A Publication for a Bermuda Program Alum

Michael Johnston

Michael Johnston used his three years of experience interning with the BIOS Bermuda Program as a springboard for his undergraduate degree, post-graduate studies, and his first publication in a professional scientific journal.

A former intern with BIOS’s Bermuda Program had his research on rain and flooding events in Bermuda selected last month for publication in a British meteorology journal. Michael Johnston’s paper appeared online January 18 with the Royal Meteorological Society, a professional group focused on weather and climate.

“It was pretty clear that flooding in Bermuda had become a topical issue,” Johnston said of his research choice. In the Mills Creek and Serpentine Road area, for example, he said “businesses and homes were regularly swamped by heavy rains, and residents formed a group to ‘call for action’ to reduce the impacts and frequency of the flooding through improved drainage. Because of this, the focus of my summer project turned more toward flooding.”

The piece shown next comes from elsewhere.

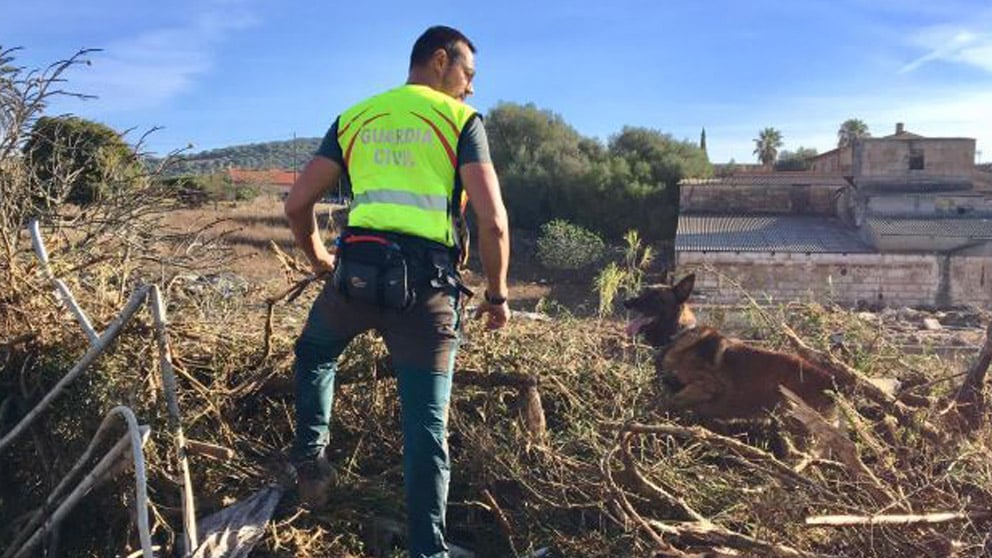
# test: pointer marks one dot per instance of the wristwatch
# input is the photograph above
(494, 300)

The final inspiration came when record rains fell on the island in January 2017. “This was the perfect case study to tie up a story that was started in my internship,” he said.

Johnston, now 23, spent three summers conducting research as a Bermuda Program intern under the guidance of Mark Guishard, a former meteorologist with the Bermuda Weather Service and now BIOS’s director of corporate and community relations. The Bermuda Program internship pairs senior school and university students with BIOS scientists for paid, hands-on summer research experiences.

Johnston’s science teacher at Saltus Grammar School first introduced him to BIOS’s student programs. His experiences at BIOS guided his university preparations and focused his coursework on relevant subjects such as chemistry, physics, and math. Guishard recalled Johnston’s passion for meteorology after meeting him as a high school student.

“He was really into it, and even had his own weather station at home. He put some of my own forecasters to shame,” Guishard said. In 2013 Guishard helped Johnston train to become a meteorological technician (weather observer) through a collaboration between the Bermuda Program and the Bermuda Weather Service. Johnston is currently at the University of Reading in the U.K. conducting graduate level meteorology research on convective cloud systems over islands, and contributes monthly blog posts for BIOS’s Risk Prediction Initiative program.